Monday October 6, 2008

Among the Top

The School of Business Administration's MBA program and the School of Law receive top marks from students in the 2009 editions of The Princeton Review's listings of best schools.

The University of Dayton School of Business Administration and the School of Law have been ranked among the top in the nation again.

The School of Business Administration is listed in the 2009 edition of Best 296 Business Schools, published by Random House and The Princeton Review. This is the third consecutive year the school made the list, which is based on student surveys.

For the second consecutive year, UD's School of Law is listed in The Princeton Review's, Best 174 Law Schools, which is also based on student surveys.

Business students said they particularly valued the opportunity for "guaranteed real-world consulting project experience" in the MBA program and the diversity of the faculty, which includes career teachers, professionals and retired business leaders.

Students also noted the "marvelous Marianist-centered campus life," and "exceptional integrated core curriculum," as well as a "strong alumni base and described it as "one of the best kept secrets in the world of MBA programs."

"One of the strengths of the MBA program is the flexibility of the curriculum and our emphasis on real-world experience," said Matthew Shank, dean of the School of Business Administration. "The capstone project widens their experience by pairing students with companies in the region, and allows them to apply and use what they've learned in the classroom in a context different from their own businesses."

For example, MBA students last year applied the principles of the Toyota management system to ISUS Inc., making recommendations to enhance efficiency and improve factory and homebuilding operations for the innovative charter school.

MBA students also said the program "allows for a great amount of flexibility, so you can complete it at your own pace." The program enrolls 460 students, many of who are full-time professionals in the Dayton region.

Many courses in the MBA program are team-taught, often combining a practitioner with a professor. The faculty includes six executives-in-residence who help teach courses including a mandatory two-semester capstone course that matches students with consulting projects.

Students may earn an MBA on top of other degrees. Accounting students can earn an undergraduate accounting degree and an MBA in five years. Law students can earn a law degree and MBA at the same time. The School of Business Administration recently launched an "MBA Ready" program that allows engineering and other non-business students to achieve their bachelor's degree and an MBA in five years.

The University of Dayton's MBA program "has an integrated curriculum with an emphasis on strategic analysis and a dual focus on theory and practice," said Janice Glynn, MBA program director. "And we have recently strengthened our emphasis on business ethics and corporate responsibility, which places us in the forefront of business education."

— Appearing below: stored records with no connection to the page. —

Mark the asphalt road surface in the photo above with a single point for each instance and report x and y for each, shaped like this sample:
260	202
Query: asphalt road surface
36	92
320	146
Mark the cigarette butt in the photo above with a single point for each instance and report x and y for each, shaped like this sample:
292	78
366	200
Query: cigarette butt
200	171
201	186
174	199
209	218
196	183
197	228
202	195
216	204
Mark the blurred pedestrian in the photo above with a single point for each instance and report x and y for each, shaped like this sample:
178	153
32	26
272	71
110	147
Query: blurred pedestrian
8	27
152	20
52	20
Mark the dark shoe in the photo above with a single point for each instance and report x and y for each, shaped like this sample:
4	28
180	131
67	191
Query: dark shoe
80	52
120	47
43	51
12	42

The School of Business Administration is accredited by the AACSB International (Association to Advance Collegiate Schools of Business), the premier accrediting body for business schools globally.

This is the second major national ranking for the School of Business Administration this fall. In September, Entrepreneur magazine and The Princeton Review ranked UD's entrepreneurship program fourth in the country.

The UD School of Law's "notable program in intellectual property law" and "smaller class sizes" that provide students with lots of "one-on-one interaction" with "engaging, passionate" professors helped place it on The Princeton Review list.

It also helps that "there is no more state-of-the-art law school than the University of Dayton School of Law," according to one student.

UD's "notable program in intellectual property law" expanded its offerings a little more than a year ago to include Master of Law (LL.M.) and Master in the Study of Law (M.S.L.) programs for intellectual property. Officials believe UD is the 19th U.S. law school, and one of two in Ohio, to offer an LL.M. degree in intellectual property. An LL.M. is an advanced law degree for anyone who already has received a law degree anywhere in the world. An M.S.L. degree is designed for anyone who possesses an undergraduate degree in an area other than law but wishes to acquire advanced knowledge of the law within a particular area.

The School of Law has received much attention from national media this year. U.S. News & World Report, The New York Times and The Chronicle of Higher Education have made positive mentions of UD's program. The Carnegie Foundation for the Advancement of Teaching chose the University of Dayton School of Law to participate in its next examination of how American law schools educate their students.